À tarde, o governador Fernando Pimentel recebeu, no Palácio da Liberdade, em Belo Horizonte, o relatório final da Covemg. Para Fernando Pimentel, a cerimônia é um desagravo aos que lutaram contra o regime militar. “Nós estamos no mesmo Palácio que abrigou os golpistas de 1964. Dali saiu o golpe de 64 e, agora, tantos anos depois, recebe este Palácio os resistentes da ditadura militar para esse ato simbólico. Quis a história, a vontade do povo e a graça de Deus que fosse eu o governador do Estado nesse momento. Sou muito grato a essa trajetória que me colocou aqui e muito consciente do que ela representa, não para mim, pessoalmente, mas para todos nós”, afirmou.

O governador fez um paralelo entre os valores do período democrático com as vozes de grupos e pessoas que pedem a volta da ditadura militar.  “O país atravessa um momento sombrio, em que a própria democracia é questionada por brasileiros, certamente equivocados, mas que têm a sorte de poder bradar os seus gritos de guerra, antidemocráticos, em um regime em que eles não correm o risco de serem presos, assassinados, torturados por terem a sua opinião política. Que sorte a deles que nós tenhamos lutado com todo o povo brasileiro, reconquistado a democracia e que, agora, eles possam bradar pela ditadura sem correr o risco de serem assassinados ou se tornarem desaparecidos políticos como tantos companheiros nossos”, disse.

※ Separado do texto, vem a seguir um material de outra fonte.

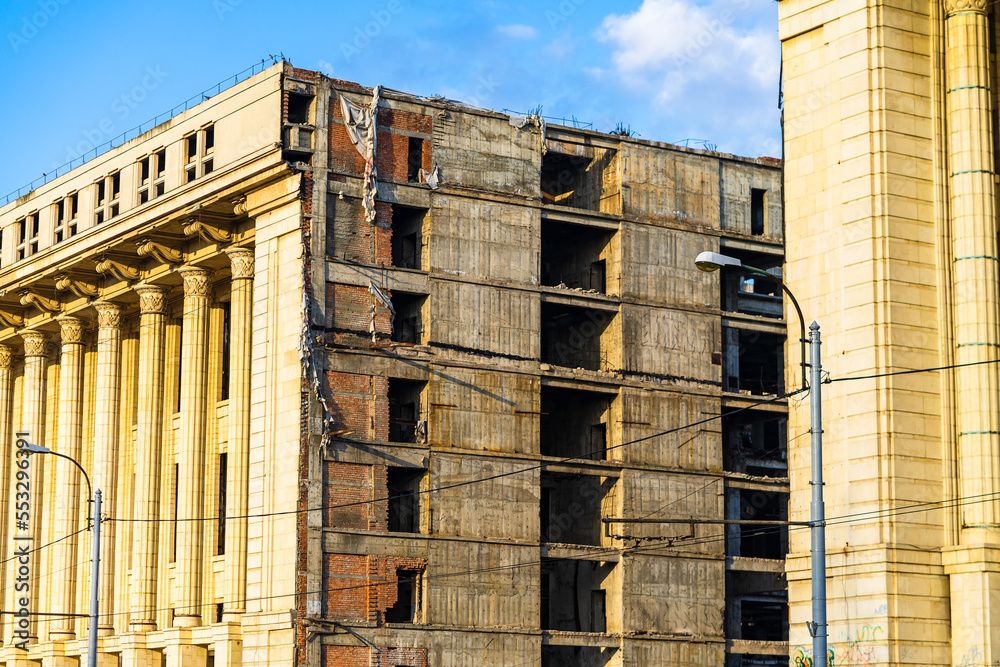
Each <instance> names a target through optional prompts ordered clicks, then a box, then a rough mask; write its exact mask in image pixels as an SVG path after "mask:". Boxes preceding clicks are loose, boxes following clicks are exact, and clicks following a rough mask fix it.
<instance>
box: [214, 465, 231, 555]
mask: <svg viewBox="0 0 1000 667" xmlns="http://www.w3.org/2000/svg"><path fill="white" fill-rule="evenodd" d="M228 475H229V456H228V454H226V453H225V452H222V453H221V454H219V502H218V514H216V522H217V525H216V528H217V530H218V535H217V537H218V539H219V543H218V545H217V548H216V550H215V555H216V556H222V555H223V554H225V553H226V481H227V476H228Z"/></svg>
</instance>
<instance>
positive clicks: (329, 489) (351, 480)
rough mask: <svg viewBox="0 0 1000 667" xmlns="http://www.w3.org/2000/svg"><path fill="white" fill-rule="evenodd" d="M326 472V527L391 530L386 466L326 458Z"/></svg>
mask: <svg viewBox="0 0 1000 667" xmlns="http://www.w3.org/2000/svg"><path fill="white" fill-rule="evenodd" d="M323 474H324V479H323V507H325V508H326V510H325V511H324V513H323V525H324V526H325V527H328V528H357V529H360V530H388V521H389V502H388V501H387V500H386V499H385V498H386V497H387V496H388V495H389V489H388V486H387V481H388V468H387V467H386V466H384V465H363V464H357V463H341V462H339V461H327V462H326V467H325V469H324V472H323ZM376 499H379V500H376ZM340 505H347V507H339V506H340Z"/></svg>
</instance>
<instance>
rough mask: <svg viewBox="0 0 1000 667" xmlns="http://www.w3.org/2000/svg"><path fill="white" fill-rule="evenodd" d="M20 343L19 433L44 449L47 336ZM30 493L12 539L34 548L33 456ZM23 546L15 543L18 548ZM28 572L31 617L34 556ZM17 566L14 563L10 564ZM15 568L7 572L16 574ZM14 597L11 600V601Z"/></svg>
mask: <svg viewBox="0 0 1000 667" xmlns="http://www.w3.org/2000/svg"><path fill="white" fill-rule="evenodd" d="M21 339H22V340H23V341H24V389H23V391H22V397H21V428H20V430H19V432H20V433H27V434H28V435H26V436H24V437H25V439H26V440H28V441H29V442H31V443H33V444H36V445H43V446H44V445H45V370H46V366H47V365H48V354H47V350H46V346H47V345H48V341H49V335H48V334H46V333H42V332H40V331H25V332H24V333H22V334H21ZM30 461H31V463H30V468H29V471H30V476H31V479H30V481H31V482H34V483H32V484H31V489H30V491H29V493H28V503H29V512H30V515H31V516H30V519H29V525H28V529H27V530H17V531H16V535H15V537H14V539H15V540H16V539H17V537H19V536H30V537H31V538H32V539H33V542H32V543H30V544H33V545H34V546H41V542H40V541H39V539H40V537H41V527H42V516H41V509H42V497H41V493H40V491H41V485H40V484H39V483H38V482H40V481H41V480H42V477H43V474H44V471H45V464H46V461H45V457H44V456H38V455H33V456H32V457H31V459H30ZM23 544H24V542H20V543H18V546H21V545H23ZM28 560H29V568H30V572H31V575H30V586H31V588H30V591H29V595H28V598H29V600H30V603H29V605H28V608H29V609H30V611H31V612H32V613H34V612H37V611H40V610H39V608H38V593H39V590H40V586H39V583H40V581H39V575H40V574H41V563H42V561H41V559H39V558H38V557H37V555H36V554H32V555H31V556H29V557H28ZM12 562H13V563H17V562H18V561H12ZM16 569H17V568H11V570H12V572H16ZM8 585H9V587H10V588H11V589H13V588H14V586H15V582H14V581H13V578H12V579H11V581H10V582H9V583H8ZM16 599H17V597H16V596H15V600H16ZM28 632H29V640H30V641H31V642H32V643H34V642H35V641H37V640H38V634H37V622H36V621H34V620H32V621H31V623H30V624H29V629H28Z"/></svg>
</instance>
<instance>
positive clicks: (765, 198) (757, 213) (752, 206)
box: [750, 188, 767, 236]
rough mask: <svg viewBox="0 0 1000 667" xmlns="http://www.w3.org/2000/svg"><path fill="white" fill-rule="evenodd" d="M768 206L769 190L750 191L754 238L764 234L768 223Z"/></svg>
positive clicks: (750, 197) (750, 220) (751, 229)
mask: <svg viewBox="0 0 1000 667" xmlns="http://www.w3.org/2000/svg"><path fill="white" fill-rule="evenodd" d="M766 206H767V190H758V189H756V188H754V189H752V190H750V233H751V234H753V235H754V236H762V235H763V234H764V226H765V223H766V221H767V216H766V214H765V208H766Z"/></svg>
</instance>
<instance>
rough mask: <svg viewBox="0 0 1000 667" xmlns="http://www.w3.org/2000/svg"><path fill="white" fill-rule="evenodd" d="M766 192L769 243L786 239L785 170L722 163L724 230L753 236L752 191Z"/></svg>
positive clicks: (766, 208)
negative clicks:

Na Assembleia Legislativa, o coordenador da Covemg, Robson Sávio Reis Souza, também fez um paralelo entre a situação atual e a de 1964. “Talvez os tanques militares tenham sido substituídos por togas da Justiça, mas os demais atores são os mesmos: latifundiários, empresários, setores conservadores das igrejas. Entender a ditadura militar é essencial para entender o momento de ruptura democrática que vivemos agora”, disse Robson Sávio.